E a esquerda não tem ainda um discurso pronto para reagir a este tipo de situação que contradiz de forma clara todos os seus vaticínios de desgraça.

Pela mão do Bloco ensaia-se o mérito do Tribunal Constitucional no chumbo das medidas do Orçamento de 2013. Dizendo que foi a procura interna que fez subir a Economia, esquece-se que a reposição do subsídio só será feita no fim do ano. A menos que as pessoas estejam a consumir contando com esse dinheiro a tese não colhe. è simplesmente falsa. Mas até o próprio PCP contradiz o BE.

O PCP diz que em vez de estarmos a descer 6 degraus de cada vez, estamos a descer 4.
O PCP diz que o consumo interno continua a cair (contradizendo frontalmente o que diz o Bloco) e que o consumo público também.
O problema no raciocínio do PCP é a dimensão da redução da queda. O investimento passou de uma variação negativa de 15,9% para 2,3% e isto é a todos os títulos um sinal de fundo da curva. O mesmo se pode dizer relativamente ao desemprego já que esse efectivamente baixou neste príodo.
Quanto ao crescimento do PIB, ou melhor ao abrandamento da sua queda, é uma excelente notícia.

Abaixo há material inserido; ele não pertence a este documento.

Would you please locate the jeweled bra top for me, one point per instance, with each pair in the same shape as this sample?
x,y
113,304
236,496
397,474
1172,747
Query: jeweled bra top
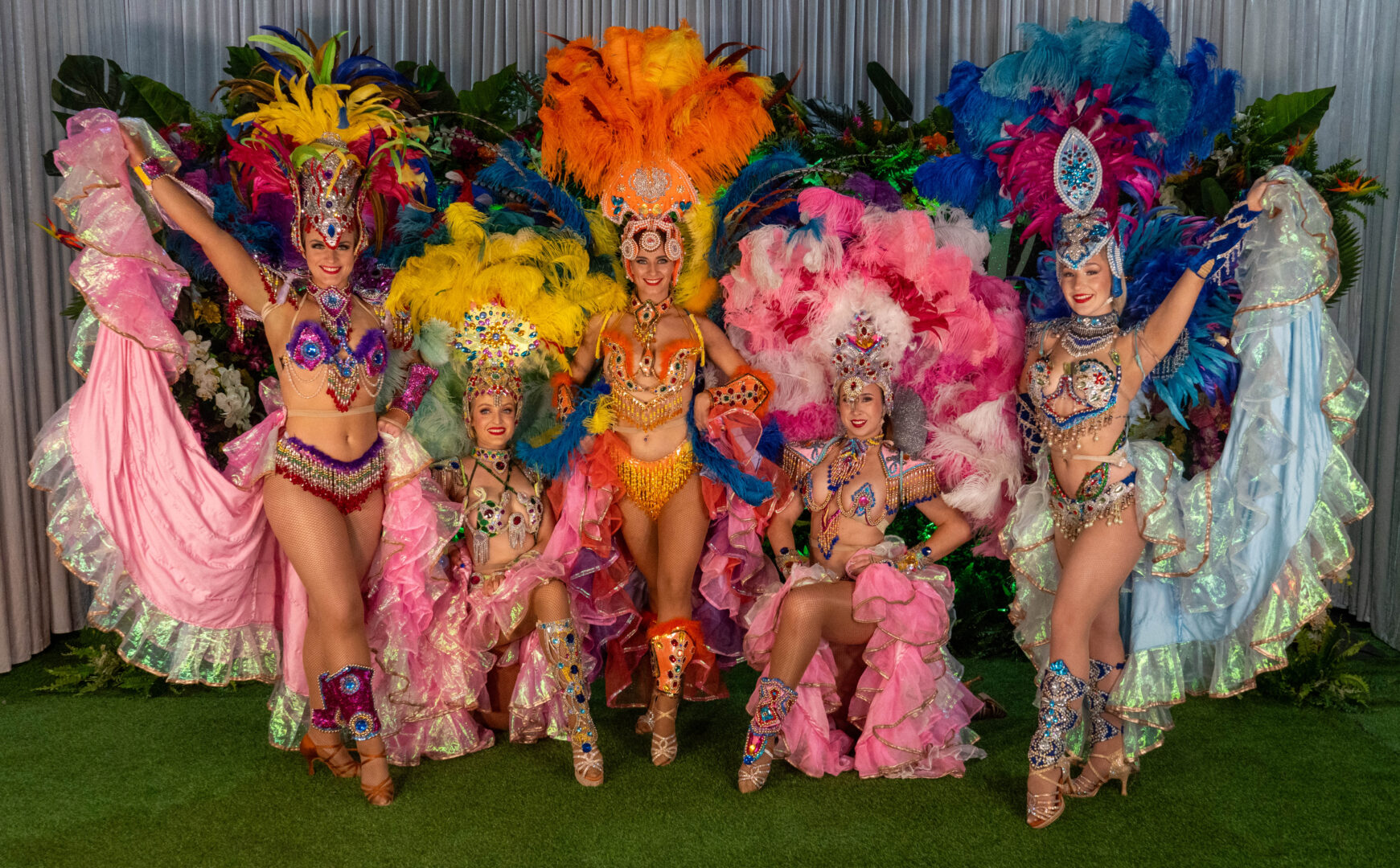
x,y
321,353
678,364
1092,390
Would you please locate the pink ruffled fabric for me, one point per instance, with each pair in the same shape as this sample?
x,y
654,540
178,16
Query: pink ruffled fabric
x,y
731,575
910,706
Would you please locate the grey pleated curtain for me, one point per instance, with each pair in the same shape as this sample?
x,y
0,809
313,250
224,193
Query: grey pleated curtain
x,y
1281,45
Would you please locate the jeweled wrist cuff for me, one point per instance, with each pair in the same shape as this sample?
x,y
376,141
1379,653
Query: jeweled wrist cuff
x,y
562,392
417,384
149,170
748,391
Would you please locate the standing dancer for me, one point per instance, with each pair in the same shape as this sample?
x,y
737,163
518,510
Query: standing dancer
x,y
319,465
881,330
653,126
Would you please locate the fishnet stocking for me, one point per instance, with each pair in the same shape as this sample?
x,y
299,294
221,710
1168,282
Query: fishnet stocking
x,y
330,553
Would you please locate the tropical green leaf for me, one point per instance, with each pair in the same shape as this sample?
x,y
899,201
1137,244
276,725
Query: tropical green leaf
x,y
1287,117
241,62
485,105
86,81
281,47
1214,198
156,103
897,101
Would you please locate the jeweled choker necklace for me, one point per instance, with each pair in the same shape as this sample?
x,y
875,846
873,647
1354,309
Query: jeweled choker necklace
x,y
1084,336
493,460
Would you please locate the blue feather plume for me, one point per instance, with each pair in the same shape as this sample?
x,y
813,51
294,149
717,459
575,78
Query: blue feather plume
x,y
508,174
752,185
552,457
751,489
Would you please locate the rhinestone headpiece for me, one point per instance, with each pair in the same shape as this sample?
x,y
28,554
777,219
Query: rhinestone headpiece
x,y
860,360
495,341
330,198
1084,231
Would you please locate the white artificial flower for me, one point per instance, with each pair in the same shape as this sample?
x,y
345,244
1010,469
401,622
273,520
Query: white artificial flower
x,y
205,374
237,407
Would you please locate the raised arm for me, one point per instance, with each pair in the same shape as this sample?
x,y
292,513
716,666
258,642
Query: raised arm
x,y
951,531
228,258
1167,322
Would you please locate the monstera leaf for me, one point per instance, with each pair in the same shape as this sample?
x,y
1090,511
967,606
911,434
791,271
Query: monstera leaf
x,y
1290,117
156,103
86,81
897,101
486,105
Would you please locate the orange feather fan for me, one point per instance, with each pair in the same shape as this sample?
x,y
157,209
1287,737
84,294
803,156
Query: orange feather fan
x,y
644,98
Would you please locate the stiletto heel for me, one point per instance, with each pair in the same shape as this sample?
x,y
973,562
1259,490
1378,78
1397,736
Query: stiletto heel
x,y
1048,751
381,794
1088,783
1097,703
328,754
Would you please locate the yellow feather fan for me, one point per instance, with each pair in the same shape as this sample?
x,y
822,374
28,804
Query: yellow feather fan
x,y
544,277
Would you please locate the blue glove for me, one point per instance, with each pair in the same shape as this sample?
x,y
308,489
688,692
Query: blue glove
x,y
1220,254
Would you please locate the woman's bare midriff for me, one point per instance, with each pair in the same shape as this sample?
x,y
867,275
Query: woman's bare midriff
x,y
343,437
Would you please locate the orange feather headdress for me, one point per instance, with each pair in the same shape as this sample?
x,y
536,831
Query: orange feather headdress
x,y
650,125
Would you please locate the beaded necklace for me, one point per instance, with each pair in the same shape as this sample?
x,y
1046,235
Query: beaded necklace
x,y
648,314
844,468
491,517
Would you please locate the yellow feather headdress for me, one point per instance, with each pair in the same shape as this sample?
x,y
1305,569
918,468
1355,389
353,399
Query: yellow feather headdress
x,y
653,126
332,135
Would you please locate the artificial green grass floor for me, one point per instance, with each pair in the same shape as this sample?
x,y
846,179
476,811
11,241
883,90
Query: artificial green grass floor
x,y
111,779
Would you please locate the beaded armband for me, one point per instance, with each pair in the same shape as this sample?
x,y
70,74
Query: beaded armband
x,y
787,559
149,171
400,326
417,384
914,559
748,391
1220,254
240,314
795,465
562,394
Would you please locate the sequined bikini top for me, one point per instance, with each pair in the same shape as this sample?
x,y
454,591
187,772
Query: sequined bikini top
x,y
676,364
322,358
908,482
1092,390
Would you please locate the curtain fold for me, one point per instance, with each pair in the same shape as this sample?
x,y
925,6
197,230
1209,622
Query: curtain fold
x,y
1279,47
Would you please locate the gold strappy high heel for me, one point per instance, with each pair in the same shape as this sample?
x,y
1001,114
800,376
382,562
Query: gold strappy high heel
x,y
1046,808
381,794
664,748
1090,779
328,754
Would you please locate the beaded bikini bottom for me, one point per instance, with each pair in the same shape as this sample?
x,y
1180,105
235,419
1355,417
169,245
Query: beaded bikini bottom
x,y
651,483
345,483
1097,499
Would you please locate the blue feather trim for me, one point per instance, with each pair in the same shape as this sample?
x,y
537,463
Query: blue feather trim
x,y
751,489
552,457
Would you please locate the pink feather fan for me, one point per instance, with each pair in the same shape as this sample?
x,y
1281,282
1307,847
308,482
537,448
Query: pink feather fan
x,y
956,335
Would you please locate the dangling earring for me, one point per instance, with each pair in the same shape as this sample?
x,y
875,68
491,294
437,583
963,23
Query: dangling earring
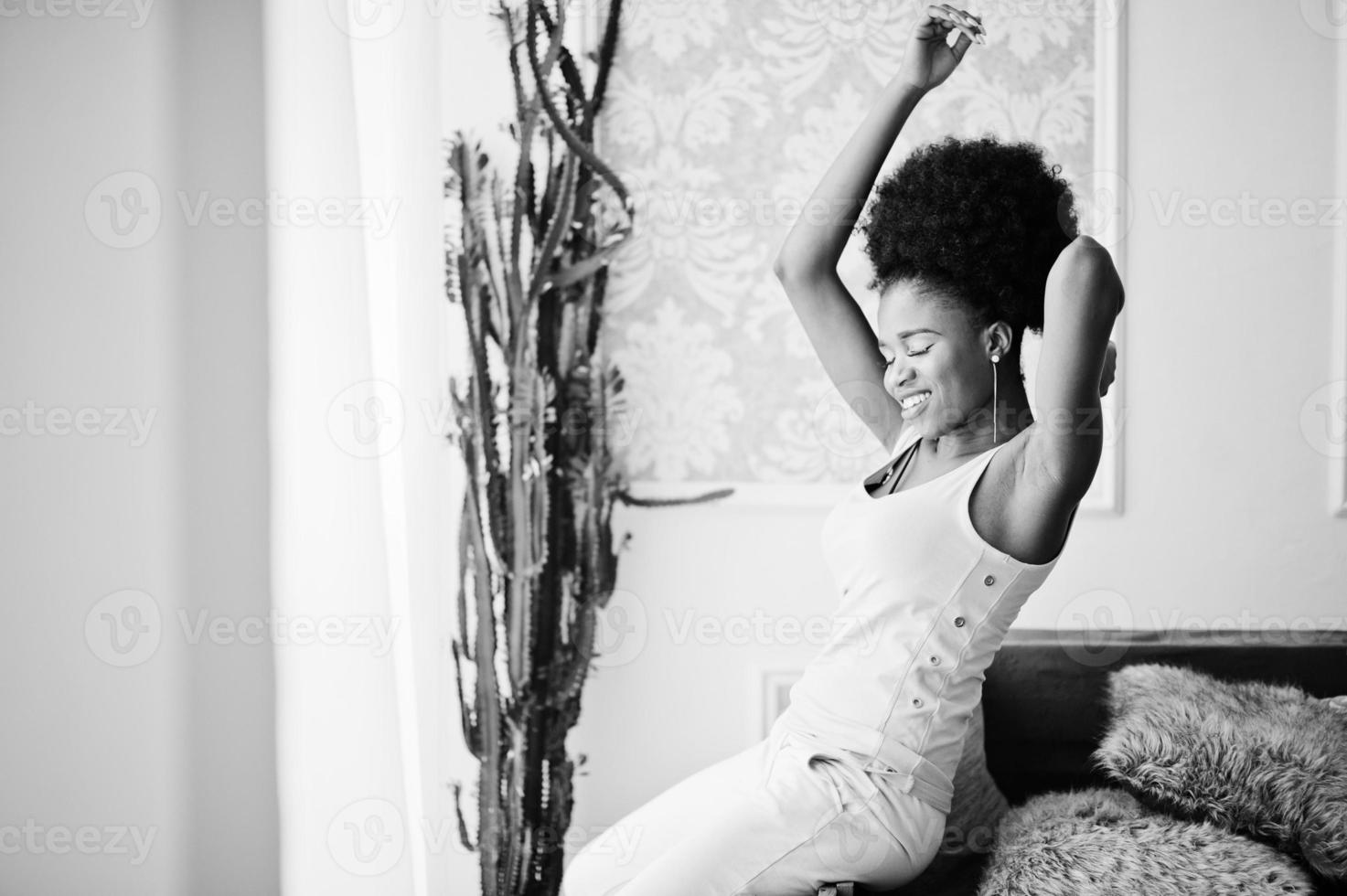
x,y
994,358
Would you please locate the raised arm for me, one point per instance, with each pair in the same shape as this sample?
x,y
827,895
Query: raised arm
x,y
1084,296
806,263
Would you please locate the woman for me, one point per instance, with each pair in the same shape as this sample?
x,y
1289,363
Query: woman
x,y
971,243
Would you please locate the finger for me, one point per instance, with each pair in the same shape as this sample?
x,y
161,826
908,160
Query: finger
x,y
947,17
960,46
959,15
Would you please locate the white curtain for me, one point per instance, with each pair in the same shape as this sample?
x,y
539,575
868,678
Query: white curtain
x,y
365,485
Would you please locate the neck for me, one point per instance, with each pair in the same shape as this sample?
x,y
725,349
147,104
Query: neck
x,y
976,434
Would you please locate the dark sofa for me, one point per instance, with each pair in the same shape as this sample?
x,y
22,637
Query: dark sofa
x,y
1044,709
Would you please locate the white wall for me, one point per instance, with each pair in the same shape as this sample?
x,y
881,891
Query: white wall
x,y
179,745
1229,330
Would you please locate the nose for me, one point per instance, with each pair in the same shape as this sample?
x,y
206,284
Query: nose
x,y
899,373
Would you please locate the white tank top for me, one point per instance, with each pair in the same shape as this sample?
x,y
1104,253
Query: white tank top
x,y
925,605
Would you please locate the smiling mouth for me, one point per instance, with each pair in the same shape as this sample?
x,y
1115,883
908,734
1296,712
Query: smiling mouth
x,y
914,401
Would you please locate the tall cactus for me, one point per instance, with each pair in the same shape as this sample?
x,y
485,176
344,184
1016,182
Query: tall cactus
x,y
536,548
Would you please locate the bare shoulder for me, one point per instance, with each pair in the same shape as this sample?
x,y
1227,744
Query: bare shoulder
x,y
1019,509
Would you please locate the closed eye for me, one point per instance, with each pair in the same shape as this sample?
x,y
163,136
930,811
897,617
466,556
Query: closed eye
x,y
889,361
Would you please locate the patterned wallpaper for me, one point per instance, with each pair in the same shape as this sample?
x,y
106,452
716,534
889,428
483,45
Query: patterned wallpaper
x,y
721,117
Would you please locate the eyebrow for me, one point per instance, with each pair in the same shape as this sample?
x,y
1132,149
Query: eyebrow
x,y
907,333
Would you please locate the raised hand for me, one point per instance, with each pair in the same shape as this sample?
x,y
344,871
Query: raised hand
x,y
930,59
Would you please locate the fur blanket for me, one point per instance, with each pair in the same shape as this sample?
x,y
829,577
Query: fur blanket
x,y
1255,757
1104,841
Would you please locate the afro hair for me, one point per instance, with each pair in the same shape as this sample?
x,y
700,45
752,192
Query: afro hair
x,y
977,221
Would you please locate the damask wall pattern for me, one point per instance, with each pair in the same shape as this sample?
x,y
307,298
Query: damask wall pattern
x,y
721,117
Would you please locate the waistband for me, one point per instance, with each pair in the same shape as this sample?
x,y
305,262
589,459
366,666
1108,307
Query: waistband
x,y
882,752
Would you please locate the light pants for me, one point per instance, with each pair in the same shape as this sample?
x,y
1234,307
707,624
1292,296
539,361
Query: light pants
x,y
780,818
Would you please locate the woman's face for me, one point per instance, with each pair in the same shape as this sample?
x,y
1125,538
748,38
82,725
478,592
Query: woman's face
x,y
933,349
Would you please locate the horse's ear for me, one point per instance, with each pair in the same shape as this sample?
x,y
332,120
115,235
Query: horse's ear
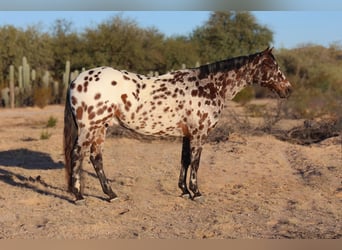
x,y
268,50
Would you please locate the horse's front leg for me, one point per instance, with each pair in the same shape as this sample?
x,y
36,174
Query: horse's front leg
x,y
77,184
195,160
97,161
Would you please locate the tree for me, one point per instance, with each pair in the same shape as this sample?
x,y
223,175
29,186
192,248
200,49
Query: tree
x,y
180,50
229,34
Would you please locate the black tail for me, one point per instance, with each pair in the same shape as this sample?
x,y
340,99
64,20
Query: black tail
x,y
70,138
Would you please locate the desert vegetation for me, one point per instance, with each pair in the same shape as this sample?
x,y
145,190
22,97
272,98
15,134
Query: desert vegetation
x,y
271,167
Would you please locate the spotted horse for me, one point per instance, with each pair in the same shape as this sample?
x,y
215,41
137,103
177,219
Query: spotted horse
x,y
185,103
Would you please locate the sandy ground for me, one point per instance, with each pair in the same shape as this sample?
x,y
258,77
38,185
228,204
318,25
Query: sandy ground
x,y
254,186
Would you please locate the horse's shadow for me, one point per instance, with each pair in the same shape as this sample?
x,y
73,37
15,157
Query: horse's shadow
x,y
28,159
31,160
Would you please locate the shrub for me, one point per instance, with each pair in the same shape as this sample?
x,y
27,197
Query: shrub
x,y
41,96
51,123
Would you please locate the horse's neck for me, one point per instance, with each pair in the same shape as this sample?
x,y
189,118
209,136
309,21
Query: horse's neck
x,y
230,76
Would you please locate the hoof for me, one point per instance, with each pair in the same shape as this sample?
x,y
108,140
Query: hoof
x,y
197,197
80,202
112,199
186,195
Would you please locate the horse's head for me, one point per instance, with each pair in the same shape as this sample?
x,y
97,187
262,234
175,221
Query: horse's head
x,y
267,74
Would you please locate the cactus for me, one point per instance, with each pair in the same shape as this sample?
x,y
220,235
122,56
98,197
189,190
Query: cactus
x,y
33,75
5,96
46,79
26,76
66,75
20,78
12,94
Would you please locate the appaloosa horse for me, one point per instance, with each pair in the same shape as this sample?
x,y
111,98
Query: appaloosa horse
x,y
185,103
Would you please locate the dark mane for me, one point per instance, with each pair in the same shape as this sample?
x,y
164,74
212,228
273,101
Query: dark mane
x,y
225,65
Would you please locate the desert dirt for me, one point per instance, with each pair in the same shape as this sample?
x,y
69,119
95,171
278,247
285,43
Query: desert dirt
x,y
253,184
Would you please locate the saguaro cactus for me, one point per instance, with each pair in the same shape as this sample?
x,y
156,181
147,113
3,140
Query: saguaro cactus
x,y
26,76
12,94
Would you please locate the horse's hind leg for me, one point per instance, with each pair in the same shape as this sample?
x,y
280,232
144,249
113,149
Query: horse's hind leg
x,y
77,185
97,161
185,162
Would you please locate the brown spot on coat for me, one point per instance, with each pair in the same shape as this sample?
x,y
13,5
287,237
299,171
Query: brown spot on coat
x,y
97,96
79,113
79,88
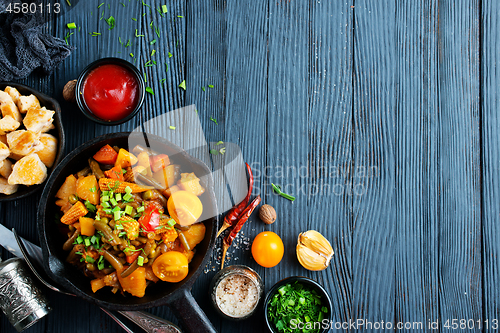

Se a tendência se mantiver estaremos dentro das previsões orçamentais ou acima das previsões orçamentais. E isso é uma excelente notícia porque significa que a necessidade de reforçar as medidas de austeridade seja diminuta.

O PS diz apenas que é preciso terminar com a política de austeridade. Fazendo uso da sua habitual imaginação diz apenas isto ignorando olimpicamente que se não fosse essa austeridade a troyka não teria "entregado os cheques" que tanta falta nos vêm fazendo depois do estado em que os governos de Sócrates deixaram as contas do país. Negar a necessidade dessas medidas pela simples constatação de que sem elas não teria chegado a ajuda externa é ser no mínimo estúpido.

O que eu gostava que acontecesse era ver s partidos algo contentes por perceber que o sofrimento do povo português pode ter chegado a um ponto de viragem. E que isso pode significar mais esperança e melhor vida para aqueles a quem tanto mal vem acontecendo.

Mas a política é uma coisa podre e o povo importa para as forças políticas na medida em que lhes pode dar mais poder. Porque isso é a única coisa que interessa. O poder. E para isso perante sinais positivos distorce-se e manipula-se uma realidade que as pessoas começam a sentir. E com isso vem o optimismo que pode fazer o país sair do buraco.

Num momento em que estamos á beira de eleições autárquicas isso é o que a Esquerda menos deseja. Porque estes fenómenos são incontroláveis. Como irá reagir a população a sinais de optimismo ainda que cauteloso? Será que esse efeito se vai multiplicar e causar ainda mais impeto na recuperação?

É provável que isto signifique uma derrota menos pesada para o PSD nas autárquicas e que os níveis do PSD nas sondagens comecem a subir.
Percebeu-se isso com a crise Passos/Portas e percebe-se agora ainda mais. Vendo isto até apetece perguntar se a carta de Vitor Gaspar não reflectiria já isto e tal como ele escreveu preferia sair e ver uma nova cara associada a este novo ciclo (que está referido na carta de demissão de Vitor Gaspar).

Maus tempos se avizinham para estas forças de esquerda, esmagadas pela realidade e sem discurso coerente completamente desligado da realidade.

Porque será que tantos lhes custa dizer que são sinais positivos mas tímidos e pouco estáveis? Porque são isso mesmo. O próprio governo o fez e pediu cautela na sua apreciação.

Mas é-lhes impossível reconhecer mérito noutros que não sejam eles. Tudo o que os outros fazem é errado e tudo o que eles fazem está certo.
É caso para perguntar se o que eles aplaudiam como bom para os regimes de Leste é de alguma forma "o que está certo".